To manage your project team, create progress reports that


track all the work that's being done on your project. File
progress reports in an orderly way that makes them accessible
to whoever needs the information.
Suppose you're overseeing the development of a new product line. You write a progress report
that updates team members on the R&D testing that’s under way, the marketing specialists'
survey findings on customer needs, and the financial analysts' latest forecasting of projected
revenues.
Regular updates

Project stakeholders want continuous updates, status reports,


and progress reports. So establish a plan to regularly
communicate with your project’s key stakeholders. For
instance, hold a monthly meeting supplemented with weekly
status reports.

When you meet with stakeholders:

 Identify project goals.


 Alert stakeholders of changes in the project's objectives
and the consequences of those changes in terms of
quality, time, and costs—then verify that they accept
responsibility for those consequences.
 Clarify assumptions about projected costs and completion
dates.
 Get feedback on the project management process after
the project is completed.

In communicating about the project with stakeholders, don’t


downplay or hide problems that have come up. If you do this
and the problems sabotage the project in your stakeholders'
eyes, you'll be in more trouble than if you had alerted
stakeholders in the first place.

A Roadmap to Better Project Management


In 2010, we at Mindtree won a very prestigious contract for the government of India,
a very transformational initiative, which was to provide 1.2 billion residents with
unique identification numbers. This is something like the social security number in the
United States. A unique identification number in India did not exist, and, hence, this
was a very transformational initiative.
A project of this pace had a lot of challenges from a project management and a project
execution prospective. For example, there were a whole lot of requirements that
continuously came up, which needed to be built and tested. There were also multiple
stakeholders spread across multiple locations. And every stakeholder wanted their
requirement to be implemented first.

We had a team of about 200 engineers and we were working around the clock,
working long hours and/or extended duration. But despite having such a large team,
we were unable to move at the pace that the stakeholders expected. As the leader of
my team, I felt responsible for correcting the situation and bringing down the tension.
In a moment of courage, one day, I walked to the office of the mission director and
proposed to him and sought his help that we needed to manage and set expectations. I
proposed that we build a centralized list of requirements, where the stakeholders can
contribute. And we used that centralized list as the roadmap for implementation. He
saw the seriousness in my face and gave his blessings for me to propose what I
thought was appropriate. I think that changed the tide for us.
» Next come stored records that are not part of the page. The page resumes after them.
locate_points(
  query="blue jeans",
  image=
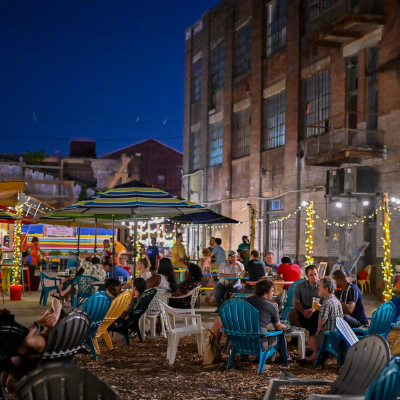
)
(220, 289)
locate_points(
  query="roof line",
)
(146, 140)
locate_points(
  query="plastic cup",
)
(315, 303)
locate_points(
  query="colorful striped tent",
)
(134, 198)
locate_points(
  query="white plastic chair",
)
(195, 295)
(153, 311)
(174, 334)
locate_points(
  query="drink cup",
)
(315, 303)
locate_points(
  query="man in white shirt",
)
(228, 269)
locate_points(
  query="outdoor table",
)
(180, 273)
(58, 257)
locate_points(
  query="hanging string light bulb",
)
(310, 232)
(17, 245)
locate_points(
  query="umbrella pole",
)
(134, 244)
(113, 253)
(95, 235)
(77, 248)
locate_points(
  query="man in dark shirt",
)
(255, 269)
(270, 263)
(152, 253)
(351, 299)
(129, 249)
(303, 313)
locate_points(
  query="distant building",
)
(153, 163)
(278, 94)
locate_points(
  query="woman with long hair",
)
(143, 266)
(165, 277)
(193, 277)
(35, 250)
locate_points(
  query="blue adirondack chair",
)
(387, 384)
(96, 306)
(396, 302)
(47, 289)
(325, 347)
(381, 321)
(289, 299)
(84, 290)
(241, 323)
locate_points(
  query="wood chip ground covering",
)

And everybody rallied behind the list. The stakeholders prioritized the list. The
product management team defined what the requirements were. The engineering team
knew what to build. And the testing team what to test. And clearly, from a release
cycle perspective also, it became very easy to manage.

We were able to use the centralized priority list to communicate progress in a very
factual way and consistently. Over a period of time, through this process, we built a
system that generated finally about 340 million unique identification numbers for the
residents by the time we finished the project.